P-Video-Animate uses the same Pruna prediction API as P-Video. Upload video and one image, then poll or use sync headers as with other video models.

Tip

For more information on how to use the API, see the API Reference.

API Endpoint: Base URL: https://api.pruna.ai/v1/predictions

Authentication

-H 'apikey: YOUR_API_KEY'

Step 1: Upload source video and reference image

curl -X POST "https://api.pruna.ai/v1/files" \
  -H "apikey: YOUR_API_KEY" \
  -F "content=@/path/to/source.mp4"

curl -X POST "https://api.pruna.ai/v1/files" \
  -H "apikey: YOUR_API_KEY" \
  -F "content=@/path/to/reference.jpg"

Use the returned file URLs as video and the first entry in images.
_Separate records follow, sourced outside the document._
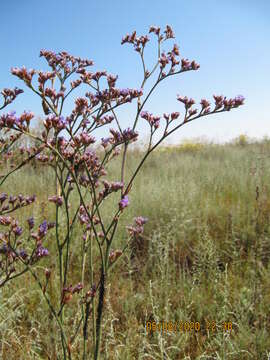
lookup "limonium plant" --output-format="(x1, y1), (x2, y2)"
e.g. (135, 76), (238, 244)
(0, 25), (244, 360)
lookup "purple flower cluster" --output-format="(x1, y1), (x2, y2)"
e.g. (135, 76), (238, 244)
(99, 180), (124, 200)
(11, 66), (36, 86)
(40, 50), (94, 75)
(48, 195), (63, 206)
(109, 249), (123, 263)
(36, 246), (49, 259)
(127, 216), (148, 237)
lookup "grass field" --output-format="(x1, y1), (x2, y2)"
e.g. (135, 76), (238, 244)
(0, 139), (270, 360)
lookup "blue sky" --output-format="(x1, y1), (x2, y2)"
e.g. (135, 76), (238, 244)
(0, 0), (270, 142)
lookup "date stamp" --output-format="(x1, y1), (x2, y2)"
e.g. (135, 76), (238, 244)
(145, 320), (233, 333)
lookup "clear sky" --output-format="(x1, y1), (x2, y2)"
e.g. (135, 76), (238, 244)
(0, 0), (270, 142)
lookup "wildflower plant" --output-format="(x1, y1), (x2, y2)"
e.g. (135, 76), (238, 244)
(0, 25), (244, 359)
Step 2: Create generation request

Animate mode (synchronous)

curl -X POST 'https://api.pruna.ai/v1/predictions' \
-H 'Content-Type: application/json' \
-H 'apikey: YOUR_API_KEY' \
-H 'Model: p-video-animate' \
-H 'Try-Sync: true' \
-d '{
  "input": {
    "video": "https://api.pruna.ai/v1/files/file-video123",
    "images": [
      "https://api.pruna.ai/v1/files/file-portrait"
    ],
    "resolution": "720p",
    "fps": 24,
    "save_audio": true,
    "seed": 42
  }
}'

Configuration

Required parameters

Parameter	Type	Description
video	file/string	Source RGB video (`.mp4`). Motion, timing, and camera source.
images	file[] / string[]	Reference image(s). Animate uses the first image only.

Optional parameters

Parameter	Type	Default	Description
instruction_prompt	string	`""`	Usually left empty for animate.
resolution	string	`1080p`	Target megapixel budget: `720p` ≈ 1 MP, `1080p` ≈ 2 MP (aspect ratio preserved).
fps	integer	`24`	Frames per second of the output video.
save_audio	boolean	`true`	Save the video with audio.
ignore_audio	boolean	`false`	Ignore source audio for prompt conditioning and return a silent output video.
disable_safety_checker	boolean	`false`	Disable safety checker for generated videos (platform UI may still enforce checks).
seed	integer	random	Random seed. Leave blank for random.
no_op	boolean	`false`	Health check mode — returns status without inference.

Supported option values

resolution: 720p, 1080p.

Argument recommendations

Use these patterns for consistent quality:

video: prefer stable exposure, minimal motion blur, and clear visibility of the motion you want to transfer.
images: high-resolution, well-lit, front-facing still matching the intended framing; only the first image is used.
resolution: iterate in 720p, then rerun finals in 1080p.
fps: match source footage when possible; default 24 is fine for most web delivery.
save_audio / ignore_audio: keep save_audio: true for dialogue-driven clips; set ignore_audio: true when you only need motion without sound.
seed: set for reproducible A/B tests; change one variable at a time.
disable_safety_checker: leave default unless your workflow includes explicit moderation.